Survival Tree based upon Baseline Risk Factor Status

*restricted to patients who have all 7 risk factors measured at baselines

Similarly, an initial survival tree adjusted for potential confounders was created to identify the Year 1 risk factor profiles relating to survival in BARI 2D. The year 1 risk profile status reflects the participant’s health status after one year of intensive medical therapy. Table 2 demonstrated a jump between baseline and year 1 risk factor control for 6 of the 7 risk factors which may correspond to a different set of risk factors being associated with survival. In this CART analysis, the questions were the control status of the various year 1 risk factors, with splits, size and summary the same as the baseline risk factor table. In Figure 3, the tree based upon the year one risk factors contains six terminal nodes. The baseline tree (including TG and smoking status) can be seen embedded within the year 1 tree as the two nodes after the primary split of the non-HDL risk factor. The other risk factors identified in the tree to make subgroups included HbA1c, and the combination of NIC SBP and NIC DBP.

Figure 3.

Figure 3

Survival Tree based upon Year 1 Risk Factor Status

4 TIME-VARYING COX MODELS WITHIN CART

4.1 Tree-Based Algorithm for Survival Data with Time-Varying Covariates

The main obstacle to implementing time-varying covariates in the CART algorithm is splitting the data into nodes. The CART analysis defined thus far splits participants into the nodes. When incorporating time-varying covariates, the path the participant takes in the tree depends on the status of the risk factors at a given point in time. To develop the tree-based algorithm with time-varying covariates, we use a time varying Cox model and split participant visits.

Questions (Time-Vary)

The questions still regard survival experience given various risk factor control status, but now it allows the risk factor control status to be time-varying (previous examples used baseline or year 1 risk factor status).

Splits (Time-Vary)

Split the participant visits into nodes; the counting process derivation of the time-varying Cox model allows discontinuous time intervals. This allows a participant to be in one node during some time intervals and in another node during different time intervals. The risk factor with the largest test statistic within the adjusted time-varying Cox model is the next split.

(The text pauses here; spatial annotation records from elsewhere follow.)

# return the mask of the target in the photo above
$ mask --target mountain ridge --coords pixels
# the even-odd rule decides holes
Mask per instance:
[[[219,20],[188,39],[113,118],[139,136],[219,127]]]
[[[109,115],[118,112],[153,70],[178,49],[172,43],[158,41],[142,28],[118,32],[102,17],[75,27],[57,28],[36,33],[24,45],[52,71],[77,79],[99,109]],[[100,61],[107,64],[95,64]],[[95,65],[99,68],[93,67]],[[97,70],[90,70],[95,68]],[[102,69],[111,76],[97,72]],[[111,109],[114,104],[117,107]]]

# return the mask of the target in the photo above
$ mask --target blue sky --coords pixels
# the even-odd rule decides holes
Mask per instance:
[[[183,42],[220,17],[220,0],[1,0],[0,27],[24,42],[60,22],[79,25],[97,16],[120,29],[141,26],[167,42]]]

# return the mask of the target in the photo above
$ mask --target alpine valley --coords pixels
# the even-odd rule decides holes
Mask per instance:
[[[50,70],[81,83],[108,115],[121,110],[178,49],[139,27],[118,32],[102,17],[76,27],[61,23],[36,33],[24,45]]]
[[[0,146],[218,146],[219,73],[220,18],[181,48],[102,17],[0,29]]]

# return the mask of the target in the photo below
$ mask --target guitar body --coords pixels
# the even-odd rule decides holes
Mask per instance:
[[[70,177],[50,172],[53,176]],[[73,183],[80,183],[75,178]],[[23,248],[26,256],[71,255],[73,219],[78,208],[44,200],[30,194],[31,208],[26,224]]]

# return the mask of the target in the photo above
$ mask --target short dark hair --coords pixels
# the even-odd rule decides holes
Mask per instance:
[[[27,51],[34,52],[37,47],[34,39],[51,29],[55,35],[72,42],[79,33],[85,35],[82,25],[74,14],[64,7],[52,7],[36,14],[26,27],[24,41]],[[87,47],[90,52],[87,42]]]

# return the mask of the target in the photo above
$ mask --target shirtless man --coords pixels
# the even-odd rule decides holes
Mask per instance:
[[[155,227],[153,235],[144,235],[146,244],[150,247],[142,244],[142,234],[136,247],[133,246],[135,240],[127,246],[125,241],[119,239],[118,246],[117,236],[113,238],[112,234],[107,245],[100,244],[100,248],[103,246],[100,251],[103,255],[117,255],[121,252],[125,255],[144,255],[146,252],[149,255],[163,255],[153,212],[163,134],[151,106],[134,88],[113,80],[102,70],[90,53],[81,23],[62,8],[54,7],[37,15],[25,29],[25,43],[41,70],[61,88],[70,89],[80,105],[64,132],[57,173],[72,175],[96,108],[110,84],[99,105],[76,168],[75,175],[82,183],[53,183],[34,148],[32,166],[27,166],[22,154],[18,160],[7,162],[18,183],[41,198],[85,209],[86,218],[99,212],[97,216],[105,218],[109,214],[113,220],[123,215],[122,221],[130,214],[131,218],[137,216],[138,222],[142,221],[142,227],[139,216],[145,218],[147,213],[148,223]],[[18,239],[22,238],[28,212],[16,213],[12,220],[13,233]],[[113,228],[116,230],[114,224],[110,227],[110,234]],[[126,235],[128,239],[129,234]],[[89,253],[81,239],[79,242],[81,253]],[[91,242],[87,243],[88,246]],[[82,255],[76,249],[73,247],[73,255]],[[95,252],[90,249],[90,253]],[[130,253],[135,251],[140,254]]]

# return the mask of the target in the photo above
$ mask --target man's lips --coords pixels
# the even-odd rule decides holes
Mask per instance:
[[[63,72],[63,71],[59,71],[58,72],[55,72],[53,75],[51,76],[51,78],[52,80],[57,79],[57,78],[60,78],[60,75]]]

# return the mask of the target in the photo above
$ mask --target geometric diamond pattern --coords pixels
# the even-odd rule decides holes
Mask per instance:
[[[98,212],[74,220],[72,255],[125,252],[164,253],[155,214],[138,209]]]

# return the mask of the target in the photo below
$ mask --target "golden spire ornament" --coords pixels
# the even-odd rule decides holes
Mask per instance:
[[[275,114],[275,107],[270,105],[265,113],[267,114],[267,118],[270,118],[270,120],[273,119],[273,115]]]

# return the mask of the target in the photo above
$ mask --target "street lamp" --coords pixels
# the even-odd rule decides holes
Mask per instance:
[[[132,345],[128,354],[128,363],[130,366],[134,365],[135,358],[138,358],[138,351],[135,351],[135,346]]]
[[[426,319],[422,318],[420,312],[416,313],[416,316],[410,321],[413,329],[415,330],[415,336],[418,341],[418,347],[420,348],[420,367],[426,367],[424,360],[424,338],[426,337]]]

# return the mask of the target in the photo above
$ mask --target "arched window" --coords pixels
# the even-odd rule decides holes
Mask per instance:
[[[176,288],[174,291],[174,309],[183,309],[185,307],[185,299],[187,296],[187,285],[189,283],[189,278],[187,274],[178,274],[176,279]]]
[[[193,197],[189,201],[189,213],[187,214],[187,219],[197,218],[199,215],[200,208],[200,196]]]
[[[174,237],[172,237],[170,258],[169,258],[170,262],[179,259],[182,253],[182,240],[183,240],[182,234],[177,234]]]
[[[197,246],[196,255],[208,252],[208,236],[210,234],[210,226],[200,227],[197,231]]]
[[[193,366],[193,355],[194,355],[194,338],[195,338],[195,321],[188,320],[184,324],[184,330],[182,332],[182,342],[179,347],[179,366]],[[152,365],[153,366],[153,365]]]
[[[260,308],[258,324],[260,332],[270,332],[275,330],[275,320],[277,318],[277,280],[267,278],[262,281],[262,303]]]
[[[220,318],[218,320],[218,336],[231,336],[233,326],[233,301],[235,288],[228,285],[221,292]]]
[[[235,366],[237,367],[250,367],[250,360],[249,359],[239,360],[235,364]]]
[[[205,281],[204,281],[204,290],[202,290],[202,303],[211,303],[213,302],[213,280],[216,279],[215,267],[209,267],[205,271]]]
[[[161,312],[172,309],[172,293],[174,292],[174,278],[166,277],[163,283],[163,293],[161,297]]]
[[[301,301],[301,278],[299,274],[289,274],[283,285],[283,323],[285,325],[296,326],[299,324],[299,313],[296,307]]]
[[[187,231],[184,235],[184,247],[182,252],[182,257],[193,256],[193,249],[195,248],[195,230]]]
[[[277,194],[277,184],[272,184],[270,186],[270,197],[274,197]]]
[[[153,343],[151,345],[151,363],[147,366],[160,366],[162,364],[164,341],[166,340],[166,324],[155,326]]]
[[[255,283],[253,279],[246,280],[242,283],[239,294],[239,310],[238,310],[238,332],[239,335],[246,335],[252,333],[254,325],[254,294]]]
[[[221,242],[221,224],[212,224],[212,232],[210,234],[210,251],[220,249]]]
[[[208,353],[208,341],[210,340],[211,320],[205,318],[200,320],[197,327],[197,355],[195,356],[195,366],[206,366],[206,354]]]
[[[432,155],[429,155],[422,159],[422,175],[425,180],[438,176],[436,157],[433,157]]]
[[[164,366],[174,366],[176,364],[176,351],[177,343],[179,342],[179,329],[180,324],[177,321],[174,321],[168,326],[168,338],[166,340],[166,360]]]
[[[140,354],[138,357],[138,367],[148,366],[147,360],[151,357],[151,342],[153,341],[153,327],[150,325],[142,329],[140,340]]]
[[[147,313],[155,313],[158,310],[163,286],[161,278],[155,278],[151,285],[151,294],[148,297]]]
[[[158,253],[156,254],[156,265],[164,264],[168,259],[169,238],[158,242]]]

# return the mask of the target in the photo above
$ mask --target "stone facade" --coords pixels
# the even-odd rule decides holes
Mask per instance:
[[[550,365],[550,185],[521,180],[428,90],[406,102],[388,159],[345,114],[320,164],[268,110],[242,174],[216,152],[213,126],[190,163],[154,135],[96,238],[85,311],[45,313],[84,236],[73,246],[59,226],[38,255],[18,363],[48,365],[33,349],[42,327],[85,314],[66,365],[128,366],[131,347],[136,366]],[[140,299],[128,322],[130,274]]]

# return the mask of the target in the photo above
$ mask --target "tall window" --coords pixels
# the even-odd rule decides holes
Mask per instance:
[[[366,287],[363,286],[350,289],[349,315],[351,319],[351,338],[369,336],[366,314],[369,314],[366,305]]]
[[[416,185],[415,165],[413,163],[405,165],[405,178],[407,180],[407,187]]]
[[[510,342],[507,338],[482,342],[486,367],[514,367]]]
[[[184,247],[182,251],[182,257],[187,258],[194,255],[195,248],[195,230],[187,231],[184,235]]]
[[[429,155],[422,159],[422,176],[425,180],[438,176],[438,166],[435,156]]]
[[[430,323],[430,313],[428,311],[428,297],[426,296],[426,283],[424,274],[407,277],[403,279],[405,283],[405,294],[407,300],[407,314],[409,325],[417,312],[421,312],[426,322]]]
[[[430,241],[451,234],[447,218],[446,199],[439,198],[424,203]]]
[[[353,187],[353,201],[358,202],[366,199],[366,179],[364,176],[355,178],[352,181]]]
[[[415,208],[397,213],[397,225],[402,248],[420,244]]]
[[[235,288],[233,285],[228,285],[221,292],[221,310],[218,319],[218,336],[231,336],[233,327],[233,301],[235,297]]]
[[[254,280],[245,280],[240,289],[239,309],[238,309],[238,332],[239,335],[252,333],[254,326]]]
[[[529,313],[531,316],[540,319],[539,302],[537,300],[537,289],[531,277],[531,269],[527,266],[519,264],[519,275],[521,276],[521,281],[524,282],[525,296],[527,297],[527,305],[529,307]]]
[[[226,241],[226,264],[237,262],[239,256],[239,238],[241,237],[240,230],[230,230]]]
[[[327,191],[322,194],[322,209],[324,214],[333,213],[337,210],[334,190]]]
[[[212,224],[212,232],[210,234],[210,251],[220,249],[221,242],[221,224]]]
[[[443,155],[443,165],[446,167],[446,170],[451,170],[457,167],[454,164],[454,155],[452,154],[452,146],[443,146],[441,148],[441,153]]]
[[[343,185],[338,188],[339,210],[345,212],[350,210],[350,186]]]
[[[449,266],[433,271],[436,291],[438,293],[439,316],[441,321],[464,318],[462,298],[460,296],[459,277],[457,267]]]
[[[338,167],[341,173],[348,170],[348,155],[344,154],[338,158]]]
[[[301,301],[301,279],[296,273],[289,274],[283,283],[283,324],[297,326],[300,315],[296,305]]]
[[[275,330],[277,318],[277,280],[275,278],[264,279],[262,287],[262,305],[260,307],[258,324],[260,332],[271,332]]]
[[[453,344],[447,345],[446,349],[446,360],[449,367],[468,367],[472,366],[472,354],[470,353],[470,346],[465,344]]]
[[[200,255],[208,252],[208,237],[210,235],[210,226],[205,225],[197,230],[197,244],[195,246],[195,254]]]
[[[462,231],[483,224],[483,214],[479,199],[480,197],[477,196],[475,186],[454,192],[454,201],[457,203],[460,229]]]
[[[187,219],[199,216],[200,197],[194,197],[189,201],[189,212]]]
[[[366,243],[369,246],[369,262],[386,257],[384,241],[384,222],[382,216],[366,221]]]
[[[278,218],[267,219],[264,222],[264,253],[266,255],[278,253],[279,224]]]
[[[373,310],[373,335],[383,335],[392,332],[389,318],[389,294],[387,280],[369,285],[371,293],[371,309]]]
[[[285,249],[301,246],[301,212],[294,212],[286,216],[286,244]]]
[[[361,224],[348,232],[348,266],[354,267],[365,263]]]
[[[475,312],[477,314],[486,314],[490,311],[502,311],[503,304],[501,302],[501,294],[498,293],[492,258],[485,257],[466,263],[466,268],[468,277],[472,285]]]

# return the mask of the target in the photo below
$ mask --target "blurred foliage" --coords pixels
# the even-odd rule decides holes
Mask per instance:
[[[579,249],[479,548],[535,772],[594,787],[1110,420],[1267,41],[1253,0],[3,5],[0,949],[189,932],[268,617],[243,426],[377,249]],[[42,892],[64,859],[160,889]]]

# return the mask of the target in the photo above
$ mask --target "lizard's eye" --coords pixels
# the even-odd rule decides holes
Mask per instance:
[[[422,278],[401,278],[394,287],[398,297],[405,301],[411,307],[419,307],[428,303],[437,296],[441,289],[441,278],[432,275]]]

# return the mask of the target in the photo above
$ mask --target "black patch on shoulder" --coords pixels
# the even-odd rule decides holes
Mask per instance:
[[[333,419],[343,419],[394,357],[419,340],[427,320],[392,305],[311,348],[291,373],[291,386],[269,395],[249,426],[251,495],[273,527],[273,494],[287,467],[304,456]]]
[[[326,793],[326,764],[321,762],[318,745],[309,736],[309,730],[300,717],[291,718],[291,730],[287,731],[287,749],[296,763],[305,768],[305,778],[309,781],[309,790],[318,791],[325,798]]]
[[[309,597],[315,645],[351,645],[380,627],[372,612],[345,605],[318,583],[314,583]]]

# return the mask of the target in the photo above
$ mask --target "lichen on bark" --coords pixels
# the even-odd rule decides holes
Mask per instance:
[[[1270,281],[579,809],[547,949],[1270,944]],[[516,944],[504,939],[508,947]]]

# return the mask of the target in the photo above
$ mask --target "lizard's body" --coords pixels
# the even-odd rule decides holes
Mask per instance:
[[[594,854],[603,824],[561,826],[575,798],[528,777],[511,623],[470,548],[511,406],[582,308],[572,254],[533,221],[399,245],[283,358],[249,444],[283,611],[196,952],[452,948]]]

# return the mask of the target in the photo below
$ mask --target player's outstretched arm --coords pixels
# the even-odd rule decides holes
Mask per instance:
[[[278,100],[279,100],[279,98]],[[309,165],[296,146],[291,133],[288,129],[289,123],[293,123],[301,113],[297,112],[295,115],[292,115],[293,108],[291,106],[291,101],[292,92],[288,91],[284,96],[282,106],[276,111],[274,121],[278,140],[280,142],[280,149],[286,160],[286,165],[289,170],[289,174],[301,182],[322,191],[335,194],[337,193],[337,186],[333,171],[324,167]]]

The time-varying Cox model can be used with CART in two different ways. Similar to existing CART methods, the time-varying Cox model can be run recursively within each node separately using only the data from the participants while they are in that node. The second way is to use a forward stepwise splitting procedure which incorporates all of the data when determining the next split. These two methods are explored next using the BARI 2D Example.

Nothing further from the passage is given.